44. Attendu que pour la Cour, l’Union Africaine est une organisation internationale dotée de la
personnalité juridique disposant de ses propres règles de fonctionnement et d’organes en
charge d’apprécier et de contrôler les actes qu’elle prend. Aussi, la Cour estime-t-elle, qu’en
dénonçant la validité de l’Accord précité, sa compatibilité avec le droit communautaire et
notamment l’obligation pour un Etat membre de respecter les Droits de l’Homme sur son
territoire d’une part, et en soumettant d’autre part, cette question à l’appréciation de la Cour
de céans le requérant lui demande tout simplement de sanctionner ledit Accord et, partant, de
s’ériger en juge des actes pris par l’Union Africaine.
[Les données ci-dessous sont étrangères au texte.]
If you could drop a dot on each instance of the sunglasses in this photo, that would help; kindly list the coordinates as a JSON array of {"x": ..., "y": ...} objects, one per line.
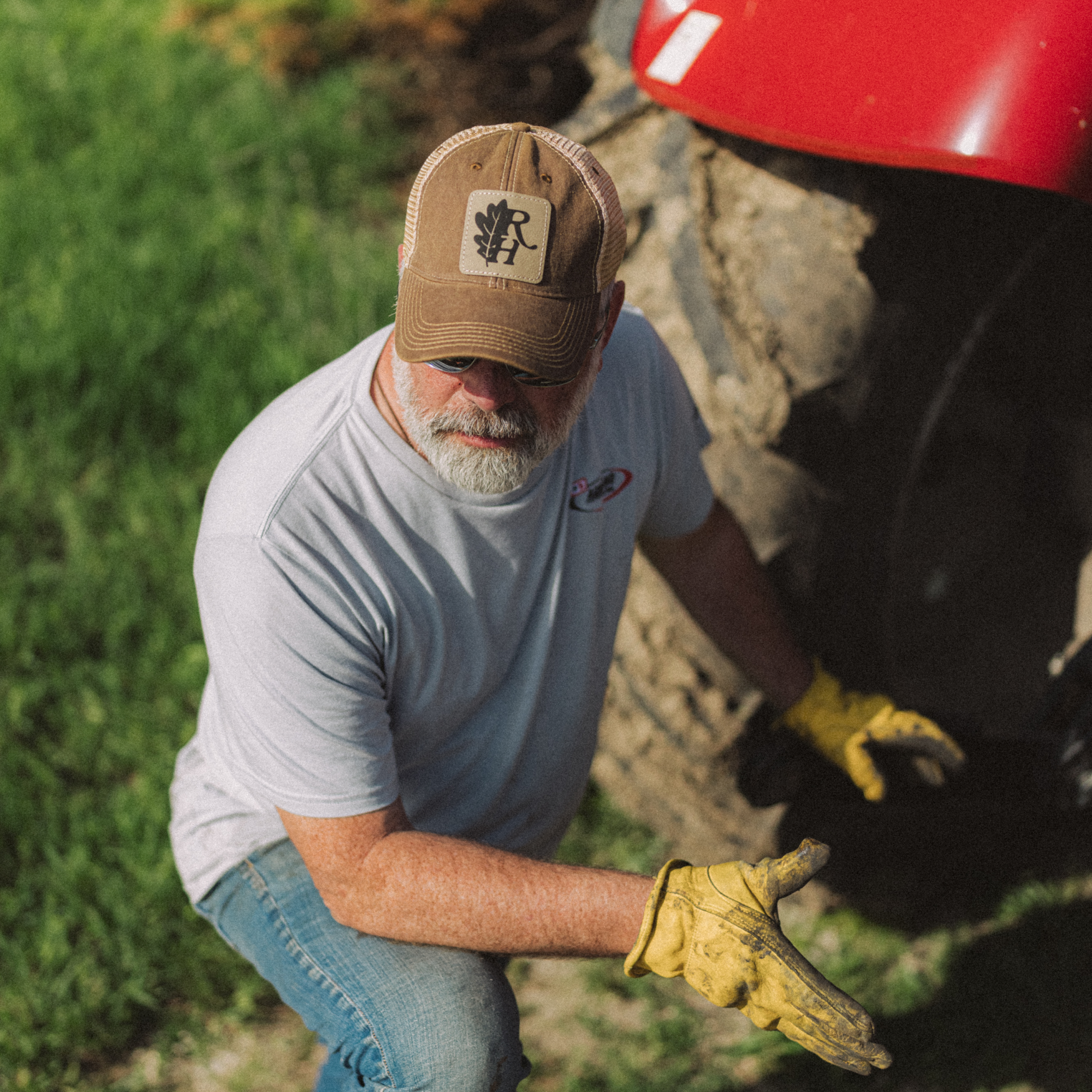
[{"x": 454, "y": 365}]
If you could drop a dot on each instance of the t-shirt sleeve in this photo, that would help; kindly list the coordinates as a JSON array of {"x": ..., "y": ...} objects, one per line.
[
  {"x": 295, "y": 706},
  {"x": 683, "y": 495}
]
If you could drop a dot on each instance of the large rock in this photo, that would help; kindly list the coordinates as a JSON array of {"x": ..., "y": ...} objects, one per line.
[{"x": 753, "y": 282}]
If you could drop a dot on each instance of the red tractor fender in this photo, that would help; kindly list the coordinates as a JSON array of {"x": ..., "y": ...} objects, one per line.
[{"x": 994, "y": 89}]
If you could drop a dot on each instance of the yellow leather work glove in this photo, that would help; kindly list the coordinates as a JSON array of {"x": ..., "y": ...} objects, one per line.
[
  {"x": 840, "y": 723},
  {"x": 719, "y": 929}
]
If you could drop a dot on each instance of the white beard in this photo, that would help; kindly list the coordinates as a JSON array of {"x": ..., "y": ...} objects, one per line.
[{"x": 485, "y": 470}]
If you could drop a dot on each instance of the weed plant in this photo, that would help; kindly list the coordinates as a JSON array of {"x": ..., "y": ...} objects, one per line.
[{"x": 180, "y": 241}]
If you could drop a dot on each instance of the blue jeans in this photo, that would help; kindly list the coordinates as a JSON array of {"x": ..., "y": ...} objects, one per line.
[{"x": 393, "y": 1016}]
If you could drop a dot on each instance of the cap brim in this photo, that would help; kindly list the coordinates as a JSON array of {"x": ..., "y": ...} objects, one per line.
[{"x": 541, "y": 335}]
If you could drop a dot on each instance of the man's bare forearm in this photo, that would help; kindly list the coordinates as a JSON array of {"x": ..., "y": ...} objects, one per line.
[
  {"x": 409, "y": 885},
  {"x": 718, "y": 579}
]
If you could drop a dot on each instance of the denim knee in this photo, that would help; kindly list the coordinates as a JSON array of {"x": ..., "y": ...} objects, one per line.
[
  {"x": 461, "y": 1037},
  {"x": 394, "y": 1016}
]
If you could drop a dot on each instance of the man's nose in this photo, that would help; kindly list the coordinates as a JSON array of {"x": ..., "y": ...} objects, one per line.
[{"x": 490, "y": 386}]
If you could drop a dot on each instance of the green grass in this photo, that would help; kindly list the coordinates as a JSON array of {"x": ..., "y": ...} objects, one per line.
[{"x": 180, "y": 241}]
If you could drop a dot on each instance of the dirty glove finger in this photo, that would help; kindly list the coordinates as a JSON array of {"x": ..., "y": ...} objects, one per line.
[
  {"x": 858, "y": 1062},
  {"x": 841, "y": 725},
  {"x": 898, "y": 728},
  {"x": 771, "y": 881},
  {"x": 718, "y": 928}
]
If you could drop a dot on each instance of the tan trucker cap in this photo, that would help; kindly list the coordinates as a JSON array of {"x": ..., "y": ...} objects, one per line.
[{"x": 513, "y": 232}]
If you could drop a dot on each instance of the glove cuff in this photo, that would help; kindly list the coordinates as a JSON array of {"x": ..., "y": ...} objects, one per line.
[{"x": 635, "y": 966}]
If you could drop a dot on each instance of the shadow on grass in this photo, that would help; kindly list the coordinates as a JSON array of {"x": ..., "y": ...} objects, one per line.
[
  {"x": 1015, "y": 1010},
  {"x": 929, "y": 859}
]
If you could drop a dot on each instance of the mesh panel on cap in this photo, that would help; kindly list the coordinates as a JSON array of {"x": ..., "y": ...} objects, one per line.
[
  {"x": 597, "y": 181},
  {"x": 426, "y": 172},
  {"x": 602, "y": 188}
]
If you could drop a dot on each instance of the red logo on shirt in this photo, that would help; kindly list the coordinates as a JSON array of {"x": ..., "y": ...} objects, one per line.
[{"x": 587, "y": 496}]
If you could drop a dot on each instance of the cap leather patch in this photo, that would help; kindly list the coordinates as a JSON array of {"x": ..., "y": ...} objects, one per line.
[{"x": 505, "y": 235}]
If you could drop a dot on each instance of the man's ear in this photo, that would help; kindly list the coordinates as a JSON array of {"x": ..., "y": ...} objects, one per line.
[{"x": 618, "y": 299}]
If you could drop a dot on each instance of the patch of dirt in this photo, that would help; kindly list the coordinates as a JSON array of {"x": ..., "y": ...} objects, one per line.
[{"x": 279, "y": 1053}]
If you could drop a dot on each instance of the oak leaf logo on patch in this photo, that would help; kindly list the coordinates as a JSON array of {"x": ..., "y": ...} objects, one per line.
[
  {"x": 506, "y": 235},
  {"x": 494, "y": 224},
  {"x": 587, "y": 496}
]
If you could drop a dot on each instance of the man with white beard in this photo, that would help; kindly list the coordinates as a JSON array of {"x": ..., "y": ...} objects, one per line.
[{"x": 410, "y": 571}]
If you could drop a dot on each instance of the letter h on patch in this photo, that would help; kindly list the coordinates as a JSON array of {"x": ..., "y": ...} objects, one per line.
[{"x": 505, "y": 235}]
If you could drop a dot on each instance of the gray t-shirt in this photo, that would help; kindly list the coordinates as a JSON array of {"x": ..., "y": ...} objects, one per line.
[{"x": 374, "y": 632}]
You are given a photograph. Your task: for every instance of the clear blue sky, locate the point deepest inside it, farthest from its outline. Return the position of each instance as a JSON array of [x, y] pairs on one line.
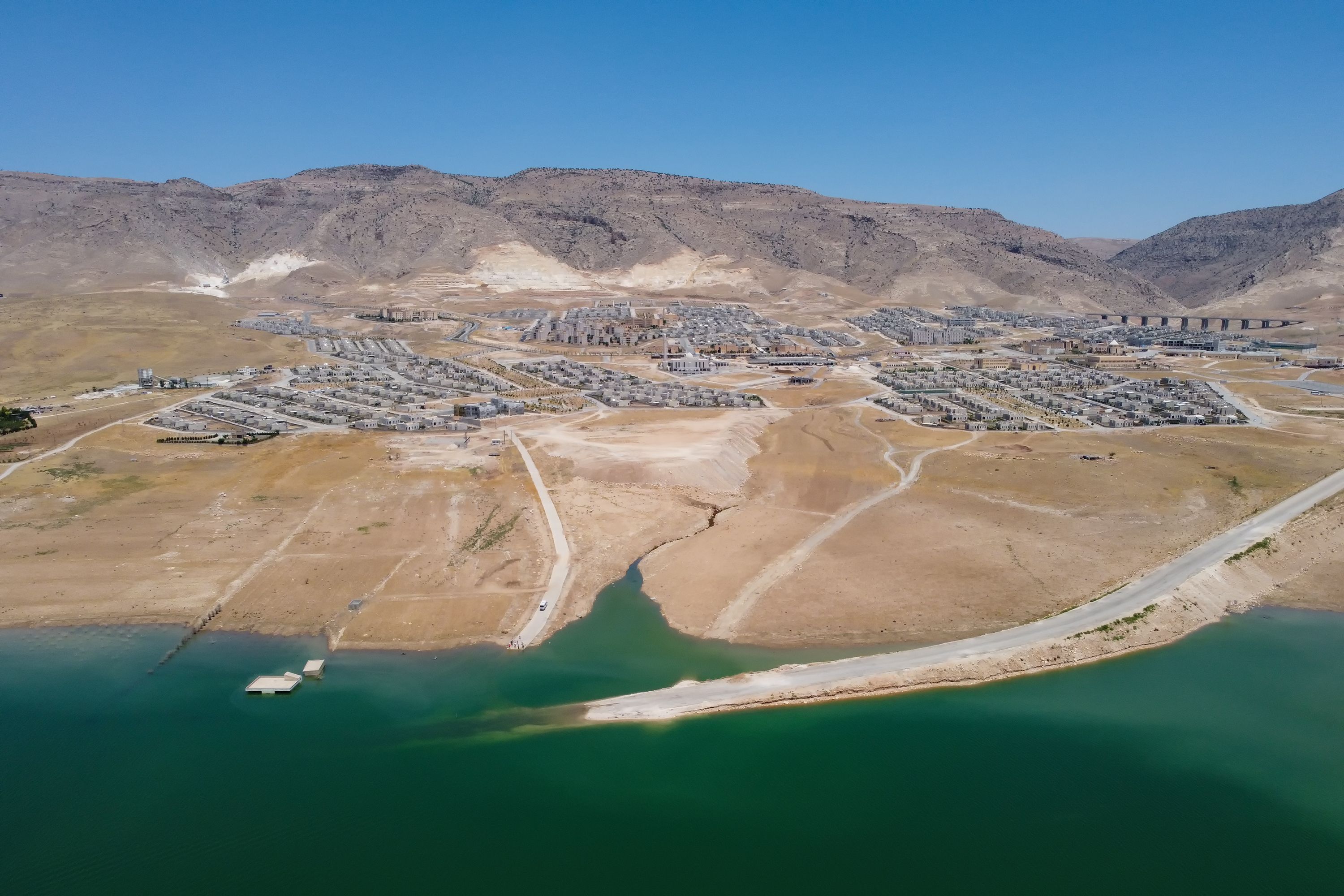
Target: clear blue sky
[[1086, 119]]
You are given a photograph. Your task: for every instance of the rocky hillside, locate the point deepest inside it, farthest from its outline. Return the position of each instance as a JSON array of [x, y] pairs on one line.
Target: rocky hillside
[[1103, 246], [409, 229], [1246, 256]]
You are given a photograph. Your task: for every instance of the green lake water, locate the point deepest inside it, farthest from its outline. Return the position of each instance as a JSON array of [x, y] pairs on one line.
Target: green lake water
[[1215, 765]]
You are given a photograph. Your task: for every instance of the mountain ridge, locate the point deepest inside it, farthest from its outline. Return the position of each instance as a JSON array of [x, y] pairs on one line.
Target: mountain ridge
[[377, 228]]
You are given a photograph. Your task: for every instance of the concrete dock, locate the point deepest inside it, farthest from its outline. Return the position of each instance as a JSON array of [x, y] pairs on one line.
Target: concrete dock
[[275, 684]]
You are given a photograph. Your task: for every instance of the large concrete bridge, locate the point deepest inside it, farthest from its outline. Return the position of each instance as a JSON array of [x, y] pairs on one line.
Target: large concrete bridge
[[1164, 320]]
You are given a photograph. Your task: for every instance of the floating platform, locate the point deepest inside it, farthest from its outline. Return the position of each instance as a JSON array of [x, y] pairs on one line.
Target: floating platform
[[275, 684]]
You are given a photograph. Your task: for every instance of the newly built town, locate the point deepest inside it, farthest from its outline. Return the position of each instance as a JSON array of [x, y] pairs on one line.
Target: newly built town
[[461, 469]]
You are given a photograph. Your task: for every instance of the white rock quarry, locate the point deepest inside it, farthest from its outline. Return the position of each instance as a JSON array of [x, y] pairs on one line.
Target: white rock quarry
[[264, 269], [515, 265]]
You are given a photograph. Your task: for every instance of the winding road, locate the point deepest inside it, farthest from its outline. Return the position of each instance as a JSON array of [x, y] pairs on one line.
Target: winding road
[[729, 620], [560, 570], [765, 687]]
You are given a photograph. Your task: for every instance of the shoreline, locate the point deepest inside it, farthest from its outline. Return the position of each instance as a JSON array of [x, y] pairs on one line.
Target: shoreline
[[1180, 597]]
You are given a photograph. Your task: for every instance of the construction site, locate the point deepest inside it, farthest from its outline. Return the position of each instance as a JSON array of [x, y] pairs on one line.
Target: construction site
[[897, 477]]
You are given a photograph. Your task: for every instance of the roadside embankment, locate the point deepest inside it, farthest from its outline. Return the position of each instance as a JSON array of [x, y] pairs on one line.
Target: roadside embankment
[[1223, 575]]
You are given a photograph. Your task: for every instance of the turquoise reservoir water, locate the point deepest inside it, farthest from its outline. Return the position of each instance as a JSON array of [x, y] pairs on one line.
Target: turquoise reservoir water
[[1214, 765]]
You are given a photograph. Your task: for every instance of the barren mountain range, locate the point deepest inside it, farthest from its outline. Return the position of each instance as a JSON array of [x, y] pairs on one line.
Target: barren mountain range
[[1246, 254], [379, 232]]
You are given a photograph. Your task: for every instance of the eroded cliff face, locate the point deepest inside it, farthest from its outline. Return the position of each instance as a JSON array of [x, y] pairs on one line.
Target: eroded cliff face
[[541, 229]]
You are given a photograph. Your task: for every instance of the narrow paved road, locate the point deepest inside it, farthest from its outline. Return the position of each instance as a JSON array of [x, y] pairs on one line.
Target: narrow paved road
[[728, 692], [561, 569], [729, 620], [11, 468]]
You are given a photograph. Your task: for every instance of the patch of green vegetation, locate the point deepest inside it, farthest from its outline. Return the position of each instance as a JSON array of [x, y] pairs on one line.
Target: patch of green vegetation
[[76, 470], [1264, 544], [13, 420], [479, 532], [499, 534], [1117, 625]]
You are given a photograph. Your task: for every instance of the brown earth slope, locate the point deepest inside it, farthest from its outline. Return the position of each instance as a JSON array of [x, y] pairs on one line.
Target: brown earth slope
[[1257, 252], [541, 229]]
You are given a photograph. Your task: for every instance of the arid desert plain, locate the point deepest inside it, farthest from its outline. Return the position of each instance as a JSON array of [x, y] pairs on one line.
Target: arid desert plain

A cet égard, la Cour rappelle sa
jurisprudence constante suivant laquelle elle n’a pas compétence pour apprécier la conformité
des accords internationaux conclus par les Etats membres, ni suspendre les procédures
judiciaires engagées par ceux- ci.
En conséquence, la Cour dit et juge qu’elle n’a pas compétence pour effectuer le
contrôle de conformité de la validité de tels actes qui ne relèvent pas de la mise en
œuvre d’une norme primaire ou dérivée du droit communautaire CEDEAO, un tel
contrôle étant du ressort d’autres mécanismes du droit international général en matière
de traité.
45. Attendu qu’en ce qui concerne l’inexécution par la République du Sénégal des décisions
rendues par la Cour de Céans les 14 mai et 18 novembre 2010 dans l’Affaire Hissein Habré c/
République du Sénégal, la Cour rappelle, comme elle l’a déjà souligné dans l’Affaire Karim
Wade c/ République du Sénégal, que le contentieux de l’exécution des décisions de la Cour
obéit à une procédure spécifique définie par l’article 15 de l’Acte Additionnel du 17 février
2012 ; qu’aux termes de cet article, la requête tendant à déterminer si un Etat Membre s’est
conformé ou non à une décision de la Cour relève de l’examen des manquements des Etats
Membres à leurs obligations envers la Communauté et ne peut être introduite que par les Etats
Membres ou le Président de la Commission conformément à l’article 10 du Protocole
Additionnel du 19 janvier 2005. La Cour estime dès lors que le recours introduit par une
personne physique ou morale autres que ceux prévus par ce texte contre une de ses
décisions est, pour le motif sus-évoqué, irrecevable.